Quadratic Equations

1. Solution of Quadratic Equations

A quadratic equation is an equation of the form $ax^2 + bx + c = 0$, where $a$, $b$, and $c$ are constants and $a \neq 0$. Solving a quadratic equation means finding the values of $x$ that satisfy the equation. There are several methods for solving quadratic equations:

1.1 Factorisation

If the quadratic expression can be factorised into two linear factors, then the solutions can be found by setting each factor equal to zero. For example:

$x^2 + 5x + 6 = (x + 2)(x + 3) = 0$

Therefore, $x + 2 = 0$ or $x + 3 = 0$, which gives $x = -2$ or $x = -3$.

1.2 Completing the Square

Completing the square involves manipulating the quadratic equation to create a perfect square trinomial on one side. This allows us to take the square root of both sides and solve for $x$.

1. Divide the entire equation by $a$ (if $a \neq 1$).
2. Move the constant term to the right side of the equation.
3. Take half of the coefficient of the $x$ term, square it, and add it to both sides of the equation.
4. Factorise the left side as a perfect square.
5. Take the square root of both sides.
6. Solve for $x$.

1.3 Quadratic Formula

The quadratic formula provides a direct method for finding the solutions of any quadratic equation. The formula is:

$$x = \frac{-b \pm \sqrt{b^2 - 4ac}}{2a}$$

The discriminant, $b^2 - 4ac$, determines the nature of the roots.

2. Nature of Roots

The discriminant, $b^2 - 4ac$, determines the nature of the roots of a quadratic equation:

Discriminant	Nature of Roots
$b^2 - 4ac > 0$	Two distinct real roots
$b^2 - 4ac = 0$	One real root (repeated)
$b^2 - 4ac < 0$	Two complex conjugate roots

3. Quadratic Inequalities

Quadratic inequalities are inequalities involving quadratic expressions. To solve a quadratic inequality, we first find the roots of the corresponding quadratic equation ($ax^2 + bx + c = 0$). These roots divide the number line into intervals. We then test a value from each interval to determine whether the quadratic expression is positive or negative in that interval.
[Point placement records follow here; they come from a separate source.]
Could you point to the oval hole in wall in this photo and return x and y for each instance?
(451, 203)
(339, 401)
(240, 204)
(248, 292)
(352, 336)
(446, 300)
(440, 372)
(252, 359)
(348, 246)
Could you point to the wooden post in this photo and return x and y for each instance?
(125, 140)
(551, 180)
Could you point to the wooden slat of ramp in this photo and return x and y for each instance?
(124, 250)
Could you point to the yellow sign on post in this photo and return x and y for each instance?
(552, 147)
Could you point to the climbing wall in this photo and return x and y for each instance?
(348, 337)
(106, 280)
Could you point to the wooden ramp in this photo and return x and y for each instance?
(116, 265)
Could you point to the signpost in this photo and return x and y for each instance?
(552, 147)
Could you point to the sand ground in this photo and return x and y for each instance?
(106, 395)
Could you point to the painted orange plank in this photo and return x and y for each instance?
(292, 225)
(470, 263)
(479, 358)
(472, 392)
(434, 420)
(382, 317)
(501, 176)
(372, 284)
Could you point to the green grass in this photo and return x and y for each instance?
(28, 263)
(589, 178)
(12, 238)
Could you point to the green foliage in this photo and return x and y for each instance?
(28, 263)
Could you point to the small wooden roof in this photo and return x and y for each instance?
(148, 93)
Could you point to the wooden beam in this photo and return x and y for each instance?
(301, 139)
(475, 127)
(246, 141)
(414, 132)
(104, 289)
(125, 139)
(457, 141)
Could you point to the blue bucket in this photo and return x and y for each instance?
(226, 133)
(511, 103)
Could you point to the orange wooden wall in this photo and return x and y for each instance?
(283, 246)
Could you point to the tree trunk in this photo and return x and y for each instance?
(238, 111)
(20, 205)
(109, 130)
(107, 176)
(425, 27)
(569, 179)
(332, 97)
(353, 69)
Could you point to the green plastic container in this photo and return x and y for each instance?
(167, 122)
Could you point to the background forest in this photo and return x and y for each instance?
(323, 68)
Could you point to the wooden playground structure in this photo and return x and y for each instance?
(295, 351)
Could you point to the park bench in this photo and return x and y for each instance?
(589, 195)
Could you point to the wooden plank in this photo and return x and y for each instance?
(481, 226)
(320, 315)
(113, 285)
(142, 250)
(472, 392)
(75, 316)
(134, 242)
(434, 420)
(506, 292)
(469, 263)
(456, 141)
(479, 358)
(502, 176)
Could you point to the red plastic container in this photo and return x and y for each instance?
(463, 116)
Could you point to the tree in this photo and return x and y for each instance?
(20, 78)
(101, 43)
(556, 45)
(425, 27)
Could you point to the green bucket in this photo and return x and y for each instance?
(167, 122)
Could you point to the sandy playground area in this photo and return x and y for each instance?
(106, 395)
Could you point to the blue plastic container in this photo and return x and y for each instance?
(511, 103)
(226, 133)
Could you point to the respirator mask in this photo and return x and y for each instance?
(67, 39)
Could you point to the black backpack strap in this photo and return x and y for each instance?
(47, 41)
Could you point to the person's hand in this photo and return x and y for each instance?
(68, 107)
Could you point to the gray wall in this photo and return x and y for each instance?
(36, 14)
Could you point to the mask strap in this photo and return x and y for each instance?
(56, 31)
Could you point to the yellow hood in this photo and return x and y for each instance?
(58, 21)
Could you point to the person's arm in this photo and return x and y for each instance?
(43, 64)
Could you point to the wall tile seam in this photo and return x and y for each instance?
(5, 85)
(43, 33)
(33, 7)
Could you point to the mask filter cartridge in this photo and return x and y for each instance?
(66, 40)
For example, consider the inequality $x^2 - 5x + 6 > 0$. The roots of the equation $x^2 - 5x + 6 = 0$ are $x = 2$ and $x = 3$. We test the intervals $(-\infty, 2)$, $(2, 3)$, and $(3, \infty)$.

• Interval $(-\infty, 2)$: Let $x = 0$. Then $0^2 - 5(0) + 6 = 6 > 0$. So, the inequality holds for this interval.
• Interval $(2, 3)$: Let $x = 2.5$. Then $(2.5)^2 - 5(2.5) + 6 = 6.25 - 12.5 + 6 = -0.25 < 0$. So, the inequality does not hold for this interval.
• Interval $(3, \infty)$: Let $x = 4$. Then $4^2 - 5(4) + 6 = 16 - 20 + 6 = 2 > 0$. So, the inequality holds for this interval.

Therefore, the solution to the inequality $x^2 - 5x + 6 > 0$ is $x < 2$ or $x > 3$. In interval notation, this is $(-\infty, 2) \cup (3, \infty)$.